Paolo Villari: «Sì alla riapertura ma coordinata a livello nazionale»

di Valentina Stella Il Dubbio 23 aprile 2020

In questo periodo scienza e politica si stanno continuamente confrontando per bilanciare gli interessi salute, economia, libertà individuali per far ripartire il Paese nelle migliori condizioni.

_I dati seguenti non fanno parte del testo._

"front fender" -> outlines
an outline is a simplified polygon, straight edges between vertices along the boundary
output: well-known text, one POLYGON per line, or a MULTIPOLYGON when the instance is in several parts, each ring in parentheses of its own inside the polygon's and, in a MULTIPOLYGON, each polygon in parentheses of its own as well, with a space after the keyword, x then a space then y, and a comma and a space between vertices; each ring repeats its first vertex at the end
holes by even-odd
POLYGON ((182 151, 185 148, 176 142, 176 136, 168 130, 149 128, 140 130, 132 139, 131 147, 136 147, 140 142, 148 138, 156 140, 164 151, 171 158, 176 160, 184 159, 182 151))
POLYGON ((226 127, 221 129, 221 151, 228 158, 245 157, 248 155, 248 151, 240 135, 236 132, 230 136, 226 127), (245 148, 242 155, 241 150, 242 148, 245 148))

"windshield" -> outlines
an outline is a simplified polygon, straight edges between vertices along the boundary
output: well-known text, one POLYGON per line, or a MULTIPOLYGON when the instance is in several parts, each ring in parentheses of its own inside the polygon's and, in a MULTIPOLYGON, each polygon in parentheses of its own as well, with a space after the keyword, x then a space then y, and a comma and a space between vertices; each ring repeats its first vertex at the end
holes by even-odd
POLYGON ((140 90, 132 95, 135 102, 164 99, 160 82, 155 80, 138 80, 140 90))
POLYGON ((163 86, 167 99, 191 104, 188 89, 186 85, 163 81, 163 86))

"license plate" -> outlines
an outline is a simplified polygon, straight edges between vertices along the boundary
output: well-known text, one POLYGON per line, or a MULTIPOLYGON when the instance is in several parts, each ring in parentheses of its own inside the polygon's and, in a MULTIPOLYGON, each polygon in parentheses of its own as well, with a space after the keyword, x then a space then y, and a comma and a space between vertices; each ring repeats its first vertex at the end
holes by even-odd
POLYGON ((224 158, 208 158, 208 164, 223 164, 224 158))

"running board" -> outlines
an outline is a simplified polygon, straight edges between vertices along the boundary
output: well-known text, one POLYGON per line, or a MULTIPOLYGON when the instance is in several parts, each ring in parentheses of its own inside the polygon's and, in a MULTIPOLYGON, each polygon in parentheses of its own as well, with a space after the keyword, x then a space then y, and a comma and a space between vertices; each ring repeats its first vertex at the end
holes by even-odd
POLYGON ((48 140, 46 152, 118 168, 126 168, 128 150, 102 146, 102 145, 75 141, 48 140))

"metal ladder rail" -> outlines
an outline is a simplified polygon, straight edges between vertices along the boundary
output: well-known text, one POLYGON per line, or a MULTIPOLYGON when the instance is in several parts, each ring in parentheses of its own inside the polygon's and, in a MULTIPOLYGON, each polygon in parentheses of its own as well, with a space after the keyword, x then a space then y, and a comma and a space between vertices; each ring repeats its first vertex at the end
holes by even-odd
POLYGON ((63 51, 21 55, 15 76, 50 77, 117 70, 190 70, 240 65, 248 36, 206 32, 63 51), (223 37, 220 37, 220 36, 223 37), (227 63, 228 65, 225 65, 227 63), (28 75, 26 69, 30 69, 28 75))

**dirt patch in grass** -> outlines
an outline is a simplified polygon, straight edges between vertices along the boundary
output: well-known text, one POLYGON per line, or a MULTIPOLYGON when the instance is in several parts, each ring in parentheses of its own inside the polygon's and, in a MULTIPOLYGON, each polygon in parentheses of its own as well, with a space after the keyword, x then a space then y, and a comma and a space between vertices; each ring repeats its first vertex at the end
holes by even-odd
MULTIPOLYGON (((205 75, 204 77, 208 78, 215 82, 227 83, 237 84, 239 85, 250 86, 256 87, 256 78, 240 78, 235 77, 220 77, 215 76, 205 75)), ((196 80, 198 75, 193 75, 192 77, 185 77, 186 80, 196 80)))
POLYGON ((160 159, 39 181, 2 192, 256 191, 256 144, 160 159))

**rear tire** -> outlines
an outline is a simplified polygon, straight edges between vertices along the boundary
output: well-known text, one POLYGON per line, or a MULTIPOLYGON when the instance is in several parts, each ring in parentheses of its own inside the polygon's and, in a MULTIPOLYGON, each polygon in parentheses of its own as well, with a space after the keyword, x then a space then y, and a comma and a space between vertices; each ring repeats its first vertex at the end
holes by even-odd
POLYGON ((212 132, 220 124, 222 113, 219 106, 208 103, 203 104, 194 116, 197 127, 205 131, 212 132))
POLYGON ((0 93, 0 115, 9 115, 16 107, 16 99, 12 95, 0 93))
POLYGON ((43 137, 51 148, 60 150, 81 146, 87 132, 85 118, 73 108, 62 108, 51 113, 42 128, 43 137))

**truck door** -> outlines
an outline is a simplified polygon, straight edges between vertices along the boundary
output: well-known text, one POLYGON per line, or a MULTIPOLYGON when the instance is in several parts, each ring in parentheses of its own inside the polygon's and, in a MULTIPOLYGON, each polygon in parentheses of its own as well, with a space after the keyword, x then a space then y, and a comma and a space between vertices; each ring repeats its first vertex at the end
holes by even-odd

Ne parliamo con Paolo Villari, direttore del dipartimento di Sanità pubblica e di Malattie Infettive dell'Università La Sapienza di Roma.
Mascherine e distanziamento fisico fino a quando non avremo il virus. Unica soluzione?
Sono d'accordo su questo: fino a quando non avremo un vaccino è l'unica misura da adottare per evitare l'esposizione al virus. È indubbio che la riapertura debba esserci ma modulata. E occorre un coordinamento nazionale: sarebbe sbagliato se una regione si muovesse in un senso e un'altra regione in un altro senso.
Il governatore della Campania, Vincenzo De Luca si dice pronto a chiudere i confini della sua regione.
Credo abbia fatto una affermazione provocatoria: intendeva dire che non possiamo decidere regione per regione.
Quali potrebbero essere gli altri criteri scientifici per gestire la Fase 2?
Due sono le direttrici per una graduale riapertura: la prevenzione attraverso il mantenimento del distanziamento
interpersonale e poi l'isolamento chirurgico dei nuovi contagi mediante un capillare monitoraggio dei focolai.
Possiamo tranquillizzarci alla luce dei nuovi dati forniti sui contagi e sui ricoveri?
Che l'andamento epidemiologico stia migliorando è un dato di fatto. Significa che le misure di lockdown che sono state messe in campo hanno sortito effetti. Tuttavia la situazione non è risolta e ci sono differenze tra regioni e regioni: alcune sono più sfortunate perché l'epidemia è cominciata prima e hanno una situazione epidemiologica più complessa delle altre.
Secondo lei sono stati commessi degli errori da parte del nostro governo?
Secondo me è stato fatto il possibile. Noi siamo stati sfortunati come Paese nel senso che siamo stati i primi ad avere un focolaio autoctono senza avere un legame apparente con la Cina. Ci siamo mossi per primi e con gradualità. Certo col senno di poi si può dire che qualcosa poteva essere fatta prima.
In questo periodo sentiamo varie teorie sul virus. Le persone hanno perso fiducia nella scienza.
Siamo dinanzi ad un fenomeno nuovo che stiamo ancora studiando. Certo, ai cittadini può dar fastidio che gli esperti vadano nelle trasmissioni televisive a litigare, questo non
fa un favore alla scienza.
Lei crede che la App Immuni possa servire?
Sicuramente può essere utile ma dobbiamo ancora capirne bene i meccanismi: deve essere interpretata e guidata dagli esperti, da persone. Può aiutare a tracciare i contatti e gli eventuali contagi ma poi occorre l'approccio della sanità pubblica.